In an LCA, the impacts evaluation phase (Life Cycle Impact Assessment—LCIA) allows the assessment of potential impacts extent using data collected in the LCI. This operation links inventory data with specific impact categories and indicators, in order to better evaluate these impacts. The LCIA phase gives important information for life cycle results interpretation. Since different studies rely on different hypotheses, make use of different databases for background data and, above all, use different Life Cycle Impact Assessment Methods with their own unit, results cannot be compared easily with each other ^[1]. Nevertheless, some general conclusions may be drawn. First of all, for almost all impact categories, results show that the environmental major impacts of batteries life cycle occur during the production phase ^[2] and are due to energy consumption during materials and component production ^[3][4]. In particular, anode production process is responsible for the greatest impacts for impact categories such as eutrophication and acidification, whereas the cathode has major impacts for global warming and abiotic depletion ^[5]. Coming to the amount of the environmental impacts, results show great variability. Variability is due to, as mentioned, the use of different hypotheses and databases, but it is also linked to the different batteries’ chemistry. As discussed, global warming is the most investigated impact category, since EV market penetration is mainly driven by transport sector decarbonization. Figure 1 summarizes results variability linked to greenhouse gas emissions per kWh of batteries capacity, relating to batteries production phase. These values are extracted or inferred by the assessed studies in this literature review. Depending on the different technologies and on the age of the studies, greenhouse gas emissions per kWh batteries capacity can range from 53 kg CO₂eq/kWh to more than 300 kg CO₂eq/kWh.

Considering a modern EV equipped with a 40 kWh battery lasting for 210,000 km ^[6], the lower and the upper values in Figure 1 correspond to an emission per km ranging from less than 10 g CO₂eq/km to almost 60 g CO₂eq/km. Nevertheless, despite this high variability, if we consider for the other vehicles life cycle phases, the CO₂eq/km reported in reference ^[6], the total CO₂eq/km life cycle emissions of an average middle size EV equipped with a 40 kWh battery, are lower than those of similar diesel or petrol cars, no matter if we consider the upper or the lower bound of battery CO₂eq emission variability (see Table 1).
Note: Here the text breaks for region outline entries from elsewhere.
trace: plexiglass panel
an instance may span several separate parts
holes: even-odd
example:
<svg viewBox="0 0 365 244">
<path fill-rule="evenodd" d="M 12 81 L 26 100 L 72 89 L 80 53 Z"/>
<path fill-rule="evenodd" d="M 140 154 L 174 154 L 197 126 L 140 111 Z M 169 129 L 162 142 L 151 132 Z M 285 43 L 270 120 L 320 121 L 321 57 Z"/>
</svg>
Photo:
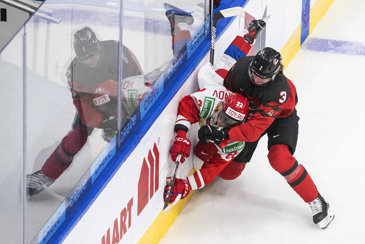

A similar range of variability can be found for other, less investigated, environmental impact categories (see Figure 2, Figure 3, Figure 4 and Figure 5). Again, if we consider a 40 kWh battery lasting for 210,000 km, and we consider the results from reference ^[7] for the other life stages, we can see that while for some impact categories for which EV perform worst, like eutrophication ^[7], the variability of the impacts associated with battery production does not affect the environmental ranking among EV and the corresponding ICE Vehicle. For categories like acidification, the use of the lower bound value implies that EV performs better than ICE Vehicle, while the use of the upper bound value implies that the ICE Vehicle is the best performer (see Table 2).

Of course, many of the impacts associated with battery production could be lowered by recycling battery components and using recycled materials for battery production. Recycling may reduce material production energy demand up to 50% and can help to decrease environmental impacts for all the impact categories assessed ^[8]. Although there are a number of technologies and combinations of technologies being developed for batteries recycling (hydrometallurgy is close at hand, and can potentially extract more materials than pyrometallurgy) ^[9], battery recycling options are not always included in the analysis, due to the lack of relevant and reliable information ^[1]. Recently, a very careful recycle phase analysis has been realized in reference ^[2]. This work states that the environmental credits associated with materials recovered through battery recycling processes exceed the environmental impacts associated with recycling processes in all the impact categories examined, with the exception of ozone depletion, ionizing radiation and freshwater ecotoxicity. The environmental credits are particularly relevant for some impact categories such as: marine eutrophication (−27%), human toxicity (about −20% for human toxicity no cancer effect and −40% for human toxicity cancer effect), particulate matter (−17%) and abiotic depletion (−16.4%). In particular, the environmental credits related to cobalt, nickel and manganese sulphates, copper and steel are really significant and rise up to almost 80% for an important category such as abiotic depletion. Moreover, the environmental benefits linked to recycling could be increased if other cell components/materials, such as graphite, electrolyte and aluminum, are recovered, i.e., by designing battery cells to make disassembling and separating the cell components easier and more secure ^[2]. Additionally, for climate change impact, recycling can gain relevant positive effects, and the saved emission can be in a range of 16–32 kg CO₂eq/kWh ^[10]. For what concerns lithium recycling, instead, further research is still needed ^[11].